Discovery never stops… but tried everything!
So have you ever been in situation where everything you did just didn’t help and every blog post, every forum entry and every link in search engine provided an information which you tried three times or more? Such things happen and then you have to fight on your own (or with little help from Support Escalation Engineers).
Whenever you see a blue bar just going from left to right for ages on discovery wizard, your mind starts to refresh every blog post you’ve seen and remind yourself of three things you have to check before going wild. First thing is a Microsoft SQL Server Service Broker (which was discussed thousand Times). In Operations Manager 2012 SQL Server Broker is enabled on OperationsManager database from default, which eases your pain (http://support.microsoft.com/kb/941409).
Second thing will be great, old Health Service State folder, which can be stale after many operations and this will prevent showing results in discovery pane. Third option – you didn’t specify SPNs for SDK Service correctly. Good blog post and nice bunch of links can be found in Marnix Wolf’s post from two years ago (http://thoughtsonopsmgr.blogspot.gr/2010/08/discovery-wizard-is-running-for-ever.html). What if there’s no luck? What if all of those options fail?
If everything works fine, but one thing doesn’t and you don’t know why – it has to be a permission, as old legends say. But what, why, when? Let’s see exactly how the discovery proces works (from http://blogs.technet.com/b/momteam/archive/2007/12/10/how-does-computer-discovery-work-in-opsmgr-2007.aspx)
Since I’ve been discovering servers only, the option to check if they are accessible is enabled by default, in Alert View I saw multiple entries on no connection to remote host.
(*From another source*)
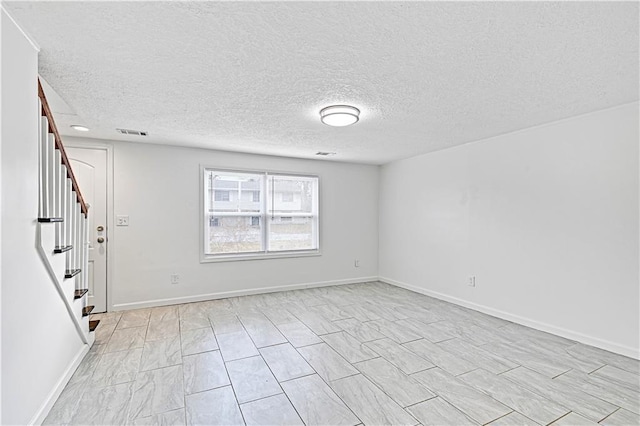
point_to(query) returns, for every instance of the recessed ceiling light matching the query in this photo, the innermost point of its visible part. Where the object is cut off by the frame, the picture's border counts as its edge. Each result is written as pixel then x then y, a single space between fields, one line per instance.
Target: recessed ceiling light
pixel 339 115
That means that steps 8 to 10 went through, but returning results didn’t finish. Since step 11 didn’t show proper results and there’s no connection with permissions and returning results from discovery engine, something had to happen before step 8.
One of the steps which are not documented in this list is when SQL Server checks if SDK Account is in the proper group to use OperationsManager’s SQL Server Broker. This is done somewhere between steps 5 and 7.
What was the turning point? It was the Application log in SQL Machine which showed such entry:
Log Name: Application
Date: 10/24/2012 4:55:48 PM
Event ID: 28005
Task Category: Server
An exception occurred while enqueueing a message in the target queue. Error: 15404, State: 19. Could not obtain information about Windows NT group/user 'domain\OmSDK', error code 0x5.
So it turns out that SQL Server service account should be able to check attributes of OMSDK service account. Normally you should see permissions like this:
The real life shows something different. Authenticated Users on the new OU for SCOM accounts didn’t have this entry. In fact it was totally missing. Didn’t want to break anything, maybe it was on purpose, maybe not. Adding Read right to SQL Server account resolved the hanging discovery process.
Hope you can add it to the list of possible solutions of hanging discovery problem.